Again, be sure to start this meta discussion when you're not already in the midst of some other discussion. Interrupting your mother's monologue to tell her that isn't going to go well. Pick a time when you're both getting along and feeling somewhat relaxed. Be patient, and be gentle. Changing a communication pattern takes time and practice, but it can be done. Good luck.

  • Great answer, +1! I forgot to mention - my bad - that I already had such a talk with her a while ago. It just appears sometimes she forgets herself, gets too involved and really wants to tell everything she has in her mind - which is a lot...
    – Neinstein
    Commented Dec 9, 2017 at 17:09

This exact situation happened to me with multiple family members. She doesn't respect your opinions. Whether or not she should is up to you.

It's worth clarifying that this is lecturing, rather than someone monologuing. She's a authoritive person in your life and lecturers & teachers would be just as guilty of this. If she lectures everybody, then I can't help, otherwise read on.

For many years as a child you listened to her lectures relatively content, and she's become used to that. She is trying to help, and when you were younger this was the best method she found to do this. It sounds a lot like the relationship between you and her has changed a lot in your mind, but not in hers.

You're a student, which means you've likely hit the period where you start to spend much less time around your mother, there's a good change she just wants to talk to you, and feel like you're listening to her the same way you used to.
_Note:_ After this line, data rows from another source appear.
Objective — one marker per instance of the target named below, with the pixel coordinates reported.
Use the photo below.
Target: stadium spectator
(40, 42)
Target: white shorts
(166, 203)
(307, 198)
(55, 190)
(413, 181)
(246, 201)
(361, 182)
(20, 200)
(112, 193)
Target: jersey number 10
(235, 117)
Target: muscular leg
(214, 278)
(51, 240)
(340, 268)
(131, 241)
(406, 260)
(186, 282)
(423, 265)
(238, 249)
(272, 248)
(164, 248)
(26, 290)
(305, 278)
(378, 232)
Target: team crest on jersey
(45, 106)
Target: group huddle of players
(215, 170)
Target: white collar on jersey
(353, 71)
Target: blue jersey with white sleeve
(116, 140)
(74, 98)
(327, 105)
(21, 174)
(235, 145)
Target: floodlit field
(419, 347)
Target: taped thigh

Sorry to be sappy, but I wish I did more of this when I could.

The above doesn't answer the question, but it's setup for this bit.

You can try to convert the relationship between you and her from that of teacher/student to two friends, likely by earning her respect.

That means by listening to her thoughts (yes the really long ones), and replying with comments that show you both listened, but also have your own beliefs with reasons she understands and respects.

For me this started to change when I got a job and she became more interested in what I had to say.


Many people would want to finish their point before being interrupted, but that only takes a sentence or two, maybe 30 seconds tops, it's pretty common on televised news or political "discussions."

But 5 minutes straight, with no interruptoin or input from the "target" (you), is something else again. Since she doesn't do that to any other adults, I think inside she knows that it's not appropriate behaviour.

You could point that out to her, essentially "If you don't treat other people this way, why are you doing it to us? It's not right."